سورة المرسلات

77. Mürselat suresi
Gönderilenler

Rahmeti Bol ve Kesintisiz Olan Allah'ın Adıyla.

بِسْمِ اللّٰهِ الرَّحْمٰنِ الرَّح۪يمِ

Bismillahir rahmanir rahim.

Art arda gönderilenlere ant olsun.

وَالْمُرْسَلَاتِ عُرْفاًۙ

Vel murselati urfa.

Ve şiddetle estikçe esenlere,

فَالْعَاصِفَاتِ عَصْفاًۙ

Fel asıfati asfa.

Yaydıkça yayanlara,

وَالنَّاشِرَاتِ نَشْراًۙ

Vennaşirati neşren.

Ayırdıkça ayıranlara,

فَالْفَارِقَاتِ فَرْقاًۙ

Fel farikati ferka.

Ve de öğüdü ulaştıranlara,

فَالْمُلْقِيَاتِ ذِكْراًۙ

Fel mulkıyati zikra.

Özür veya uyarı için,

عُذْراً اَوْ نُذْراًۙ

Uzren ev nuzra.

Uyarıldığınız şey kesinlikle gerçekleşecektir.

اِنَّمَا تُوعَدُونَ لَوَاقِعٌۜ

İnnema tuadune levakı'.

Yıldızlar silindiğinde.

فَاِذَا النُّجُومُ طُمِسَتْۙ

Fe izen nucumu tumiset.

Gök aralandığında.

وَاِذَا السَّمَٓاءُ فُرِجَتْۙ

Ve izes semau furicet.

Dağlar ufalanıp savrulduğunda;

وَاِذَا الْجِبَالُ نُسِفَتْۙ

Ve izel cibalu nusifet.

O resullere vakit belirlendiğinde;

وَاِذَا الرُّسُلُ اُقِّتَتْۜ

Ve izer rusulu ukkıtet.

Bunlar hangi gün için ertelendi?

لِاَيِّ يَوْمٍ اُجِّلَتْۜ

Li eyyi yevmin uccilet.

Ayırt etme günü için.

لِيَوْمِ الْفَصْلِۚ

Li yevmil fasl.

Ayırt etme gününün ne olduğunu biliyor musun?

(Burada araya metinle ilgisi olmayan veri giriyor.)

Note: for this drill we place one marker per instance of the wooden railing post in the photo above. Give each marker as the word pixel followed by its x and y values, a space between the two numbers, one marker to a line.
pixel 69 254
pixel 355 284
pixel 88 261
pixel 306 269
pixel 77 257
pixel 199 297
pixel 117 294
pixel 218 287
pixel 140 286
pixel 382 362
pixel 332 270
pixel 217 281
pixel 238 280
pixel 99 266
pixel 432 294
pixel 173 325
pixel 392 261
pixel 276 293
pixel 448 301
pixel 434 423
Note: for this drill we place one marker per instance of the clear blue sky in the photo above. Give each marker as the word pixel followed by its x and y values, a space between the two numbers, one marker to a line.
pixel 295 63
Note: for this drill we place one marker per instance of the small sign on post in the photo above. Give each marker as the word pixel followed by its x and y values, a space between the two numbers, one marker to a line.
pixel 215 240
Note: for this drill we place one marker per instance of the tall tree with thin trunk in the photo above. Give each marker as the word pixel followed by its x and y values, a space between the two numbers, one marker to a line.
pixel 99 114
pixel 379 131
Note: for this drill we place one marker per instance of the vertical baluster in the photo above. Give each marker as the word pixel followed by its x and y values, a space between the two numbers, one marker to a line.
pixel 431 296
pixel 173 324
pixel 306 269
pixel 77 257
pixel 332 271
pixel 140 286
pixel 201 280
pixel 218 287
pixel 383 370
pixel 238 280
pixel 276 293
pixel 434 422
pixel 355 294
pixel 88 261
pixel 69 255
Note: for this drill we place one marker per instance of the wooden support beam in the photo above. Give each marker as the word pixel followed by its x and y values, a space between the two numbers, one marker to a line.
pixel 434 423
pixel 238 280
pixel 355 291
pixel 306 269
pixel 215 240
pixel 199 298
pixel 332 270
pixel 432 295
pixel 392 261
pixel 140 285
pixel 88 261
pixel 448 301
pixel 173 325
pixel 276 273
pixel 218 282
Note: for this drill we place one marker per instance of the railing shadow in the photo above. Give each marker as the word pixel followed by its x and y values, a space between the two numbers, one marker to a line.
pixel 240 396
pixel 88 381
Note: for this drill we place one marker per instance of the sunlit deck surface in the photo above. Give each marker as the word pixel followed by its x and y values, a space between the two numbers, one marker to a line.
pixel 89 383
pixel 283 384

وَمَٓا اَدْرٰيكَ مَا يَوْمُ الْفَصْلِۜ

Ve ma edrake ma yevmul fasl.

O Gün, yalanlayanların vay haline!

وَيْلٌ يَوْمَئِذٍ لِلْمُكَذِّب۪ينَ

Veylun yevmeizin lil mukezzibin.

Öncekileri yok etmedik mi?

اَلَمْ نُهْلِكِ الْاَوَّل۪ينَۜ

E lem nuhlikil evvelin.

Sonra arkadan gelenleri de onlara katarız.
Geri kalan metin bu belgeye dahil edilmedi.